Only thing missing from restored school is kids.

The Olympian March 24, 2003

By Mildred Kavanaugh

Lackamas could again hold classrooms after tedious restoration led by former student.

Yelm – When 68-year-old Dillard Jensen drives by Lackamas School, located 10 miles east of Yelm, he’s flooded with fond memories of his school days.

Jensen, a lifelong resident of Yelm, was a student at Lackamas School from 1940 until 1946, when the school was closed.

“After sitting empty from 1946 to 1986, the school was tumbling down,” he said. “The foundation and building were still good, but there were no windows, doors, and what was left of the roof was on the basement floor. Deterioration had taken over. I always wanted to put the school back together.”

Now the school can be used for classes again. Yelm Community Schools voters passed a bond last month that could provide 2.3$ million for the restored school, which could almost immediately be used as a kindergarten through fourth-grade school.

But it’s been a long road.

In 1986, Jensen and his wife of 50 years, Nita, and their friends, Rick and Mary Johnson, went in together and purchased the property. Together, they started the lengthy process of restoring the school. Jensen’s son and grandson helped.

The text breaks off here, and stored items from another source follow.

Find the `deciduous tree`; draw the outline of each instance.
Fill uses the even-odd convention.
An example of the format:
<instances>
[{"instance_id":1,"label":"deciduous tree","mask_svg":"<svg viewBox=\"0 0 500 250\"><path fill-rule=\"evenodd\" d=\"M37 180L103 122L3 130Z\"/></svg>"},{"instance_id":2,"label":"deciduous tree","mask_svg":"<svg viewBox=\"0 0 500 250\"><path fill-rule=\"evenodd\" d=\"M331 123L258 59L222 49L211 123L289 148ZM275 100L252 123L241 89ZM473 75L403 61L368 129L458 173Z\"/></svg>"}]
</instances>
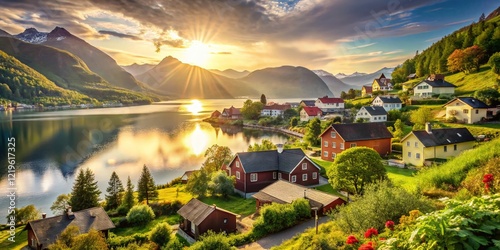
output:
<instances>
[{"instance_id":1,"label":"deciduous tree","mask_svg":"<svg viewBox=\"0 0 500 250\"><path fill-rule=\"evenodd\" d=\"M153 228L153 231L149 235L149 240L163 247L170 241L170 234L172 234L172 229L167 223L163 222Z\"/></svg>"},{"instance_id":2,"label":"deciduous tree","mask_svg":"<svg viewBox=\"0 0 500 250\"><path fill-rule=\"evenodd\" d=\"M127 178L127 190L125 190L125 194L123 195L123 203L121 206L126 208L126 211L130 210L135 205L134 200L134 185L130 180L130 176Z\"/></svg>"},{"instance_id":3,"label":"deciduous tree","mask_svg":"<svg viewBox=\"0 0 500 250\"><path fill-rule=\"evenodd\" d=\"M496 89L485 88L481 90L476 90L476 92L474 92L474 98L486 103L487 105L492 105L498 102L500 98L500 93L498 93L498 90Z\"/></svg>"},{"instance_id":4,"label":"deciduous tree","mask_svg":"<svg viewBox=\"0 0 500 250\"><path fill-rule=\"evenodd\" d=\"M212 173L211 180L208 183L208 190L214 195L221 195L227 198L234 192L234 176L228 176L226 172L219 170Z\"/></svg>"},{"instance_id":5,"label":"deciduous tree","mask_svg":"<svg viewBox=\"0 0 500 250\"><path fill-rule=\"evenodd\" d=\"M73 211L99 206L100 194L94 172L88 168L80 169L71 192L70 205Z\"/></svg>"},{"instance_id":6,"label":"deciduous tree","mask_svg":"<svg viewBox=\"0 0 500 250\"><path fill-rule=\"evenodd\" d=\"M265 150L273 150L276 149L276 144L274 144L272 141L268 139L263 139L260 144L255 143L252 145L248 145L248 152L255 152L255 151L265 151Z\"/></svg>"},{"instance_id":7,"label":"deciduous tree","mask_svg":"<svg viewBox=\"0 0 500 250\"><path fill-rule=\"evenodd\" d=\"M212 145L205 151L205 162L203 168L207 173L213 173L221 169L223 164L228 163L233 158L233 152L227 146Z\"/></svg>"},{"instance_id":8,"label":"deciduous tree","mask_svg":"<svg viewBox=\"0 0 500 250\"><path fill-rule=\"evenodd\" d=\"M57 196L52 206L50 206L50 211L55 215L61 215L66 210L66 207L69 206L69 201L71 199L70 194L60 194Z\"/></svg>"},{"instance_id":9,"label":"deciduous tree","mask_svg":"<svg viewBox=\"0 0 500 250\"><path fill-rule=\"evenodd\" d=\"M108 182L108 188L106 189L106 209L115 209L122 203L123 196L123 184L115 171L111 174L111 178Z\"/></svg>"},{"instance_id":10,"label":"deciduous tree","mask_svg":"<svg viewBox=\"0 0 500 250\"><path fill-rule=\"evenodd\" d=\"M246 100L241 108L241 114L243 118L249 120L256 120L260 116L260 112L264 108L264 104L261 102L253 102L252 100Z\"/></svg>"},{"instance_id":11,"label":"deciduous tree","mask_svg":"<svg viewBox=\"0 0 500 250\"><path fill-rule=\"evenodd\" d=\"M309 121L306 127L306 134L304 140L308 142L311 146L317 146L321 142L318 138L321 134L321 121L318 118L314 118Z\"/></svg>"},{"instance_id":12,"label":"deciduous tree","mask_svg":"<svg viewBox=\"0 0 500 250\"><path fill-rule=\"evenodd\" d=\"M333 188L363 194L367 184L387 178L377 151L367 147L349 148L333 162L327 175Z\"/></svg>"},{"instance_id":13,"label":"deciduous tree","mask_svg":"<svg viewBox=\"0 0 500 250\"><path fill-rule=\"evenodd\" d=\"M267 104L267 98L266 95L262 94L260 95L260 103L266 105Z\"/></svg>"},{"instance_id":14,"label":"deciduous tree","mask_svg":"<svg viewBox=\"0 0 500 250\"><path fill-rule=\"evenodd\" d=\"M488 60L488 64L495 74L500 75L500 52L493 54Z\"/></svg>"},{"instance_id":15,"label":"deciduous tree","mask_svg":"<svg viewBox=\"0 0 500 250\"><path fill-rule=\"evenodd\" d=\"M210 174L202 168L200 171L194 172L189 177L189 180L186 183L186 191L198 197L205 197L209 181Z\"/></svg>"},{"instance_id":16,"label":"deciduous tree","mask_svg":"<svg viewBox=\"0 0 500 250\"><path fill-rule=\"evenodd\" d=\"M146 200L146 204L149 204L149 200L154 198L158 198L155 181L148 167L144 165L141 177L139 177L139 182L137 183L137 200L139 202Z\"/></svg>"},{"instance_id":17,"label":"deciduous tree","mask_svg":"<svg viewBox=\"0 0 500 250\"><path fill-rule=\"evenodd\" d=\"M429 108L423 107L411 112L410 121L414 123L413 129L424 129L425 124L433 119L432 111Z\"/></svg>"}]
</instances>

The Yelm School Board recently presented the Jensens and Johnsons with a certificate of appreciation for the restoration work they did.

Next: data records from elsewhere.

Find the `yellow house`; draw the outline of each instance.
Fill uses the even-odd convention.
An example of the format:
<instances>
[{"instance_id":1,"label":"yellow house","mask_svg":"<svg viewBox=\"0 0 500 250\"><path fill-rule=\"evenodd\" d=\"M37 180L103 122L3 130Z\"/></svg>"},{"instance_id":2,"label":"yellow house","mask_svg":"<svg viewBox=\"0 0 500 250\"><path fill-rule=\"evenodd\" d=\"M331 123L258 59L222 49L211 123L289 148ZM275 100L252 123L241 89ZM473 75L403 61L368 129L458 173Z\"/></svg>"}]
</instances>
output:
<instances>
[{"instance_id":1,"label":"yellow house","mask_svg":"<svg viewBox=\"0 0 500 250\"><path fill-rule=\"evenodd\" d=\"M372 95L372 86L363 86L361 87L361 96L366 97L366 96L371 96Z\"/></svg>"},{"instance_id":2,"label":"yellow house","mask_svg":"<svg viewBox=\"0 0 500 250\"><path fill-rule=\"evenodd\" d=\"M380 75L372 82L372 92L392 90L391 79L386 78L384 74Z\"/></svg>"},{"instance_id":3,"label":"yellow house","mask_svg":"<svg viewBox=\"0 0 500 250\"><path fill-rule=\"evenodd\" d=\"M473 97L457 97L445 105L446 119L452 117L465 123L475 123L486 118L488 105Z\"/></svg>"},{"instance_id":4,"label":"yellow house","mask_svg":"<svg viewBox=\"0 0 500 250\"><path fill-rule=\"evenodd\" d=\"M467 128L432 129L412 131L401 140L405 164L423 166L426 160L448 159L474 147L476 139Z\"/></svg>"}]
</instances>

Dr. Alan Burke, superintendent of Yelm schools, said: “When I saw the finished restoration project, I was impressed and amazed with the time, effort and financial resources they put in to restore the Lackamas School. It’s a snapshot back to the past and a great landmark for people who live nearby.”

Jensen says they restored the entire school, including the gym and the teacher’s house. The school is painted the same color it was when Jensen was there as a student. They even re-hung the blackboards. “The building takes me right back to my school days. It even smells like an old school,” Jensen said.

“We saved a little bit of history,” Jensen said. “It’s about time we start saving some of our past.”

Jensen was one of 16 students in grades one to six. One teacher taught all six grades. In those days, there was no such thing as a school janitor, Jensen said. It was the students’ job to clean the building and grounds.

Each Friday, the teacher put up a list of jobs to be done for the next week. Students were assigned on a rotating basis the tasks of preparing lunch, cleaning outdoor toilets, keeping the wood furnace going and putting up the flag.

Every day before school was let out, students cleaned the classroom and got it ready for the next school day, Jensen said.

The Lackamas School first opened its doors in the fall of 1914. The gym and teacher’s house were built later. The school is now on the County Historical Register, State Register and National Register of Historic Places.

Jensen says he hoped the Yelm school district will add on the building and use it once again for a school. “I would love to see kids there again,” Jensen said.

School Board President Denise Hendrickson said, “Dillard and Nita Jensen and Rick and Mary Johnson have made a positive difference in our commun9tyh that will have a permanent place in the pages of history.”

Nita Jensen said one of their partners in the project, Rick Johnson, was too young to attend the school, but his mom, dad and grandfather attended Lackamas School. Johnson’s granddad built the gym.

Now that the restoration is complete, Nita Jensen said, visiting the school is like going back to the past.

“There’s something nice about something old,” she said.